Renee, they are just as cute as the first round. That's a pretty impressive nest in the 2nd picture too.

BTW, beautiful poop in the 2nd picture too!


----------



## Lovebirds (Sep 6, 2002)

Lady Tarheel said:


> BTW, beautiful poop in the 2nd picture too!


LOL.......that's funny. I wondered if anyone would comment. I KNEW everyone would see it, cause we are a group of "poop oriented" folks.....


----------



## mr squeaks (Apr 14, 2005)

Lovebirds said:


> LOL.......that's funny. I wondered if anyone would comment. I KNEW everyone would see it, *cause we are a group of "poop oriented" folks....*.


OH MY WORD, RENEE!!  You are not saying we are "full of .....?" * 

*(y'all will have to supply the "word." Ladies aren't supposed to use such language!)

Note: I, too, saw the lovely little mound, but didn't want to embarrass you by commenting...


----------



## Maggie-NC (Jun 22, 2005)

Hey Shi, she wouldn't be embarrassed - just proud.


----------



## Lin Hansen (Jan 9, 2004)

Renee,

Thanks for the pictures.

In the first one, the parent has such a contented look about him/her.

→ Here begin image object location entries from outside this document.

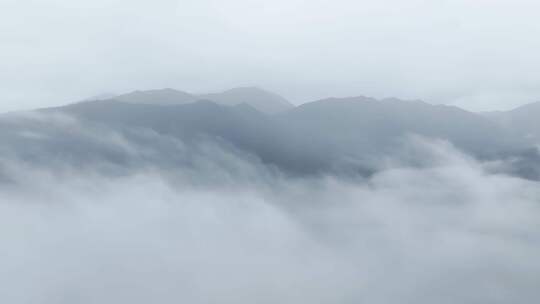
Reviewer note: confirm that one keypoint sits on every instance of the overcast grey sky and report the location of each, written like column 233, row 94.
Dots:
column 478, row 54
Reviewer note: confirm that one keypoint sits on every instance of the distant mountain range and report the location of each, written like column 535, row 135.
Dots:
column 345, row 136
column 260, row 99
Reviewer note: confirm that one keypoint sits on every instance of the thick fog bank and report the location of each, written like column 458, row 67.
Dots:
column 445, row 231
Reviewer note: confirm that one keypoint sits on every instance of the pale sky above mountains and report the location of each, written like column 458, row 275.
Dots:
column 479, row 55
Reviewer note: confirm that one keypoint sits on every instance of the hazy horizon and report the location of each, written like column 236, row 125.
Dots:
column 407, row 173
column 479, row 55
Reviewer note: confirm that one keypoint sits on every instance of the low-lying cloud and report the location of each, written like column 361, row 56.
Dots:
column 445, row 232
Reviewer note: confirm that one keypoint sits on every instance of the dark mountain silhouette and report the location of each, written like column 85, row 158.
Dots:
column 345, row 136
column 260, row 99
column 524, row 120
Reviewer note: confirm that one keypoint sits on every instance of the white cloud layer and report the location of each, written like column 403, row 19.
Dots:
column 448, row 233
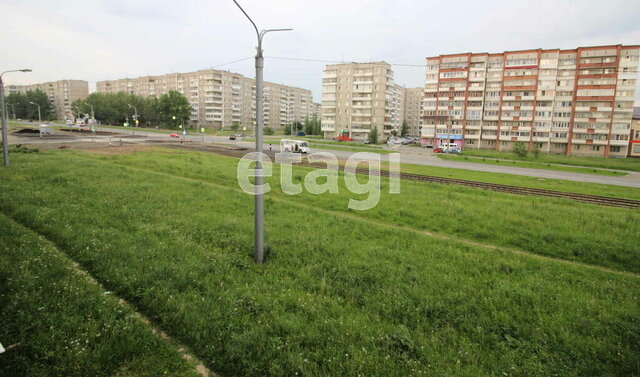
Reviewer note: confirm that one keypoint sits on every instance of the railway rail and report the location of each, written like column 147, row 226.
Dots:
column 518, row 190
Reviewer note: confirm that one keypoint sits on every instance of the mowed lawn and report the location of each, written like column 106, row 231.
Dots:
column 343, row 293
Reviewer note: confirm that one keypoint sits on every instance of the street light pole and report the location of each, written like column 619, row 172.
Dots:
column 3, row 108
column 13, row 110
column 39, row 114
column 93, row 114
column 259, row 196
column 135, row 109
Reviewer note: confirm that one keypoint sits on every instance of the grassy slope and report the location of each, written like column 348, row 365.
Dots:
column 337, row 297
column 594, row 162
column 532, row 165
column 63, row 325
column 561, row 228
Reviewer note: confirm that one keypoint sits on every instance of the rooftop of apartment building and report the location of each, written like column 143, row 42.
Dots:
column 206, row 70
column 532, row 50
column 357, row 63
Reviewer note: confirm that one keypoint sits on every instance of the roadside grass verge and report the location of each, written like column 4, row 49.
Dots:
column 629, row 164
column 349, row 148
column 60, row 323
column 337, row 296
column 532, row 165
column 524, row 181
column 560, row 228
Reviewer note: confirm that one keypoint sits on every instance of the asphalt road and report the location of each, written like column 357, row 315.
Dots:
column 408, row 155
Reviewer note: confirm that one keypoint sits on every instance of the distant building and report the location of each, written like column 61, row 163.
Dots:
column 574, row 102
column 413, row 109
column 358, row 97
column 316, row 109
column 634, row 142
column 61, row 94
column 220, row 98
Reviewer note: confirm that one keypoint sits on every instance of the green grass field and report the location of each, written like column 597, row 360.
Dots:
column 532, row 165
column 60, row 323
column 343, row 293
column 629, row 164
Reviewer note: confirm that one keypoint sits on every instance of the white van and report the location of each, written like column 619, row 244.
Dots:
column 294, row 146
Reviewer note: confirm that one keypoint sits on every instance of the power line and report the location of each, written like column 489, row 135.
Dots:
column 231, row 62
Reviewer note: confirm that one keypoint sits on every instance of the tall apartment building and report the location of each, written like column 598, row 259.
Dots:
column 576, row 102
column 316, row 109
column 413, row 109
column 634, row 142
column 357, row 97
column 220, row 98
column 61, row 94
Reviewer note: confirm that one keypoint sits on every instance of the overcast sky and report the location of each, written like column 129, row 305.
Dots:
column 98, row 40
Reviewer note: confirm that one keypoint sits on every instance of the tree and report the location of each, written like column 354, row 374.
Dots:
column 308, row 126
column 39, row 98
column 520, row 149
column 17, row 105
column 173, row 109
column 405, row 129
column 373, row 136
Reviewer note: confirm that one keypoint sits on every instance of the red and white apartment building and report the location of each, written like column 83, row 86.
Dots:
column 574, row 102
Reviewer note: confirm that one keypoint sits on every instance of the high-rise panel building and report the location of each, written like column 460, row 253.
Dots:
column 61, row 94
column 634, row 142
column 413, row 109
column 574, row 102
column 358, row 97
column 220, row 98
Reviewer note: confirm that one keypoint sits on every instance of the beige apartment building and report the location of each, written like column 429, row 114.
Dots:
column 220, row 98
column 413, row 109
column 316, row 109
column 574, row 102
column 61, row 93
column 358, row 97
column 634, row 142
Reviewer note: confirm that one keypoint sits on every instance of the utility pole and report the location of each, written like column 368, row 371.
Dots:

And what a great nest in the second picture!

Linda


----------



## Cricket (Sep 1, 2005)

Gotta love that Bo!!! He is a good daddy. Who made the nest? It surly does look comfy! They didn't learn it from Roosevelt and Bonnie! Too bad Bonnie throws out her nest material... my other ladies are lacking in the nest material end too. Even with tobacco stems and pine needles!!


----------



## Lovebirds (Sep 6, 2002)

Cricket said:


> Gotta love that Bo!!! He is a good daddy. Who made the nest? It surly does look comfy! They didn't learn it from Roosevelt and Bonnie! Too bad Bonnie throws out her nest material... my other ladies are lacking in the nest material end too. Even with tobacco stems and pine needles!!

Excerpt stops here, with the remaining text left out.